Controlling a Difficult Systems


#1

Last summer we hired a college student to design a difficult to control system. The goal was to design the system so the natural frequency and damping factor is very low. He succeeded. The natural frequency turn out to be about 6.5 Hz and the damping factor about 0.1 to 0.15. The main problem is is the damping factor. Motion controllers with only a PID will not be able to control the system in any meaningful way because the gains would need to be too low. The RMC controller has a second derivative gain that compensates for the low damping factor.

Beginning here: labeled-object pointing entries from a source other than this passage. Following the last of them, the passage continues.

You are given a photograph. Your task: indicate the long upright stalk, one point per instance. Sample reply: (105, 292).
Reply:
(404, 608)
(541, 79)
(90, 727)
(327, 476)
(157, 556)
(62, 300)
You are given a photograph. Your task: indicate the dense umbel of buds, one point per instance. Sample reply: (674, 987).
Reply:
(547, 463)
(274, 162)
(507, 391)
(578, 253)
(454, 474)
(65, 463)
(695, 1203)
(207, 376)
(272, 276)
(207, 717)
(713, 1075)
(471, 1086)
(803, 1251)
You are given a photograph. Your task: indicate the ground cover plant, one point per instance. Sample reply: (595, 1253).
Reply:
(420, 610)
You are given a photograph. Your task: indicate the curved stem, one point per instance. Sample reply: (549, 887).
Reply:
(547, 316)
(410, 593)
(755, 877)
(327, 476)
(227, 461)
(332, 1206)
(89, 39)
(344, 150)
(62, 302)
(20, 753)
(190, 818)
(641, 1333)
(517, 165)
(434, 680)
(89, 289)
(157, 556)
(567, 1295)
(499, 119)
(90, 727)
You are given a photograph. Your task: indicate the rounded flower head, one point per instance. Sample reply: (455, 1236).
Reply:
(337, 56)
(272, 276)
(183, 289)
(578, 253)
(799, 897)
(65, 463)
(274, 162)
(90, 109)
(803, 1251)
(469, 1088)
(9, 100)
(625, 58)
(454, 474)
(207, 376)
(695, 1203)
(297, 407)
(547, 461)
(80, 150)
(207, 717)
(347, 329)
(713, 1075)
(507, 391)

This help use place the closed loop poles on the negative real axis in the s-plane so the response to any disturbance will not over shoot.

The video shows how I first attempt to use the auto tuner ( gain optimizer ) using only the PID gains. You can see that the control is poor. Then I use the same data to calculate the controller gains for the PID2, a PID with second derivative gain. You can see this is successful.

The question that should be asked is why does the second derivative gain make such a difference?
The answer can be found by looking at the characteristic equation of a hydraulic cylinder and load

\small CE\left(s\right)={ s }^{ 4 }+\left(K2\cdot K\cdot { \omega }_{ n }^{ 2 }+2\cdot\zeta\cdot{ \omega }_{ n } \right)\cdot{ s }^{ 3 }+\left( { Kd\cdot K\cdot { \omega }_{ n }^{ 2 }+\omega }_{ n }^{ 2 }\right)\cdot { s }^{ 2 }+Kp\cdot K\cdot{ \omega }_{ n }^{ 2 }\cdot s+Ki\cdot K\cdot{ \omega }_{ n }^{ 2 }

You can see that every power of s has a controller gain. Notice that the second derivative gain is in the s^3 term. Notice also that the damping factor is also in the s^3 term. The second derivative gain can be increased to compensate for the damping factor decreases. If there is no second derivative gain then K2=0 so there is no way to compensate for low damping factors. In fact, a PID controller will only work if the damping factor so high that the second derivative gain is not needed.